The Maternity Benefit Act 1961 states that in the case of miscarriage, a woman will be entitled to paid leave for six weeks immediately following the day of her miscarriage.
Additionally, women suffering illness arising out of miscarriage shall, on providing of medical proof, be entitled to paid leave, of up to one month.
When compared to other countries like Britain, where the parents-to-be who experience a stillbirth after 24 weeks are eligible for paid leave, in Australia, women who miscarry are entitled to unpaid leave, if they lose a foetus after 12 weeks. In the United States, on the other hand, the employer is not required to provide leave for anyone who suffers a miscarriage.
India’s law on miscarriage leave, a step ahead
- In India, the miscarriage leave is over and above New Zealand’s three days. The Act was introduced to establish maternity benefits for employed women in the periods before and after childbirth.
- Women undergoing a tubectomy operation, a medical procedure to stop future pregnancies, also get a paid leave of two weeks following the operation.
- Way before working from home became the norm, the law made provisions to permit women employees to work from home in addition to the maternity benefit period, if the nature of work allows for it.
The Maternity Benefit Act, 1961 applies to all shops and establishments with 10 or more employees. The employer must inform women in writing and electronically about the maternity benefits available under the Maternity Benefit Act upon their joining the workforce.
While this is a law that has been in existence for over four decades now, Rekha Shastri, an employee with an MNC in Bengaluru says, “I have been undergoing IVF treatment and have so far had two miscarriages. Both times I took a few days off as sick leave and was back to work. I had no idea about this law and neither did the company Human Resource (HR) mention it to me.”

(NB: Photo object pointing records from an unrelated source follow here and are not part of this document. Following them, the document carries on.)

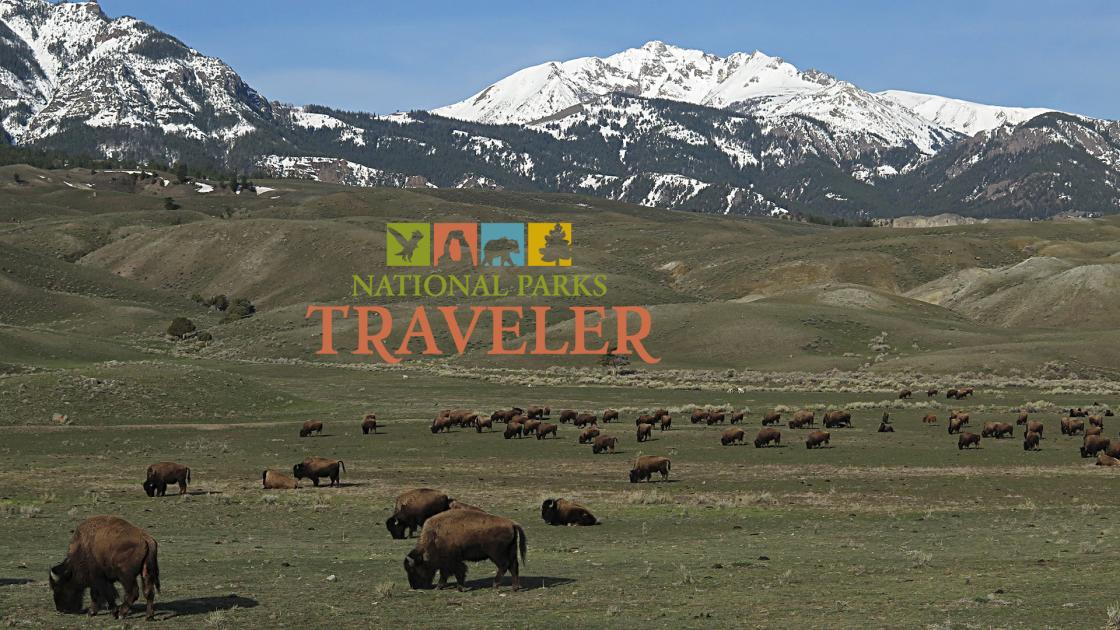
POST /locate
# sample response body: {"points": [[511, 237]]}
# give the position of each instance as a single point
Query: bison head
{"points": [[419, 572], [395, 527], [66, 590]]}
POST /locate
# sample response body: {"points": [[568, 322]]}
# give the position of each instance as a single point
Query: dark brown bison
{"points": [[588, 434], [802, 418], [317, 468], [562, 511], [838, 418], [968, 439], [766, 435], [644, 432], [451, 538], [412, 508], [733, 435], [584, 419], [1093, 444], [162, 474], [815, 438], [104, 550], [604, 443], [309, 427], [646, 465], [274, 480]]}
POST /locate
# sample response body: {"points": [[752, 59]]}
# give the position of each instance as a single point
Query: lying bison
{"points": [[604, 443], [274, 480], [449, 539], [734, 435], [104, 550], [317, 468], [309, 427], [162, 474], [646, 465], [412, 508], [766, 435], [562, 511], [814, 439]]}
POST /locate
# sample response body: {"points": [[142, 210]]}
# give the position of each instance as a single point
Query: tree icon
{"points": [[557, 246]]}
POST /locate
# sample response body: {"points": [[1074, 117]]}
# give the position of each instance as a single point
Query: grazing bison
{"points": [[450, 538], [817, 438], [412, 508], [733, 435], [104, 550], [766, 435], [544, 429], [604, 443], [646, 465], [1093, 444], [274, 480], [1035, 426], [644, 432], [309, 427], [588, 434], [562, 511], [317, 468], [162, 474], [837, 418], [584, 419]]}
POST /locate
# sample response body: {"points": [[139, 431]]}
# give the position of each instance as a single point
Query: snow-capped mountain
{"points": [[67, 65], [963, 117]]}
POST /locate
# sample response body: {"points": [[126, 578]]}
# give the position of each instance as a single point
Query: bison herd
{"points": [[108, 549]]}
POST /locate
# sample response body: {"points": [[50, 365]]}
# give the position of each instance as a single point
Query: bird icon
{"points": [[408, 247]]}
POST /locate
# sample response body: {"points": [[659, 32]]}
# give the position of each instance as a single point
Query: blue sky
{"points": [[389, 56]]}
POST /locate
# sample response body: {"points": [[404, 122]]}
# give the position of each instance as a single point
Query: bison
{"points": [[274, 480], [815, 438], [544, 429], [309, 427], [588, 434], [733, 435], [317, 468], [646, 465], [104, 550], [450, 538], [412, 508], [766, 435], [162, 474], [562, 511], [604, 443]]}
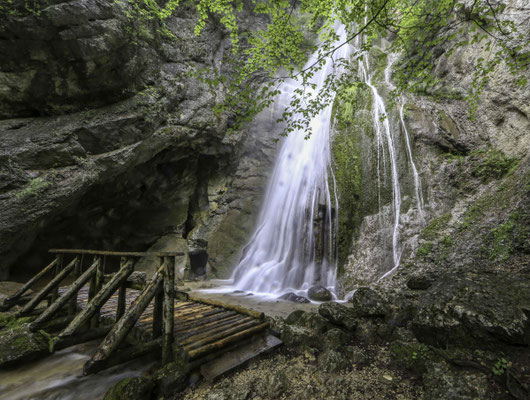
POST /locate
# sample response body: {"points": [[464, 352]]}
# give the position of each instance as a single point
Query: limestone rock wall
{"points": [[474, 174], [107, 141]]}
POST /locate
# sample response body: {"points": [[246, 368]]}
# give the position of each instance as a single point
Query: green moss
{"points": [[493, 164], [33, 187], [507, 237], [379, 62], [433, 229], [9, 321], [425, 249], [351, 124], [412, 356]]}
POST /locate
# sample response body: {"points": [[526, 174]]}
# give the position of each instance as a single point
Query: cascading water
{"points": [[386, 145], [292, 247], [384, 134]]}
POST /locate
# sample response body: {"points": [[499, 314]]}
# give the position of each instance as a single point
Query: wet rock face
{"points": [[319, 293], [339, 314], [367, 302], [18, 344], [132, 389], [294, 298], [475, 310], [69, 55], [136, 157]]}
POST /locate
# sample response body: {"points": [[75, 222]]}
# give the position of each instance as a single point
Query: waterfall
{"points": [[293, 245], [386, 146], [384, 135]]}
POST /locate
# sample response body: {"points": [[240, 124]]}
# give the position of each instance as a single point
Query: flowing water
{"points": [[59, 377], [293, 245], [387, 148]]}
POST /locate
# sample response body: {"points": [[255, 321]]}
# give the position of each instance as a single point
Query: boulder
{"points": [[475, 310], [309, 320], [173, 377], [319, 293], [18, 344], [335, 339], [356, 354], [293, 335], [303, 329], [419, 282], [338, 314], [333, 361], [294, 298], [444, 382], [131, 389], [367, 302]]}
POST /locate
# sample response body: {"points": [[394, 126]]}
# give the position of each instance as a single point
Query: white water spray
{"points": [[384, 136], [293, 246]]}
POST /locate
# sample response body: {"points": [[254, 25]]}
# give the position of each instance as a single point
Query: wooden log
{"points": [[122, 295], [226, 341], [125, 324], [56, 324], [199, 314], [98, 301], [122, 356], [89, 335], [56, 270], [48, 288], [122, 301], [206, 327], [239, 309], [70, 293], [214, 329], [98, 284], [157, 310], [30, 283], [72, 305], [117, 253], [220, 335], [169, 311], [207, 320]]}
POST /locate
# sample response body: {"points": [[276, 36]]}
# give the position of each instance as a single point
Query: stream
{"points": [[59, 377]]}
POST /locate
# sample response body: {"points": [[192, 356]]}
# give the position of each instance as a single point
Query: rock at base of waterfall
{"points": [[319, 293], [419, 282], [130, 389], [17, 343], [332, 361], [338, 314], [293, 297], [367, 302]]}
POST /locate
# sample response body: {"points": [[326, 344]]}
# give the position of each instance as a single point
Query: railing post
{"points": [[157, 309], [99, 278], [122, 293], [72, 305], [58, 267], [169, 310]]}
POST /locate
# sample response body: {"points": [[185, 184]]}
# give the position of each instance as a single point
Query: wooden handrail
{"points": [[118, 253]]}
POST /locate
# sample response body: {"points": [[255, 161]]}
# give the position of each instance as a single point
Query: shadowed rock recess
{"points": [[108, 141]]}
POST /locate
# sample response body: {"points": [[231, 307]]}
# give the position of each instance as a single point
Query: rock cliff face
{"points": [[464, 274], [108, 142]]}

What’s the procedure to avail of the miscarriage leave?
- If you wish to avail of this leave, you will need to submit medical proof to the HR personnel of the company.
- Besides six weeks of paid miscarriage leave, employees are also entitled to an additional one month of paid leave in case of complications or poor health after a miscarriage.
- There is no limit on the number of times women can avail the benefit of the miscarriage leave policy.
Perhaps there needs to be a systemic approach to making sure that such progressive laws are made public and more time and energy is spent on writing and talking about them.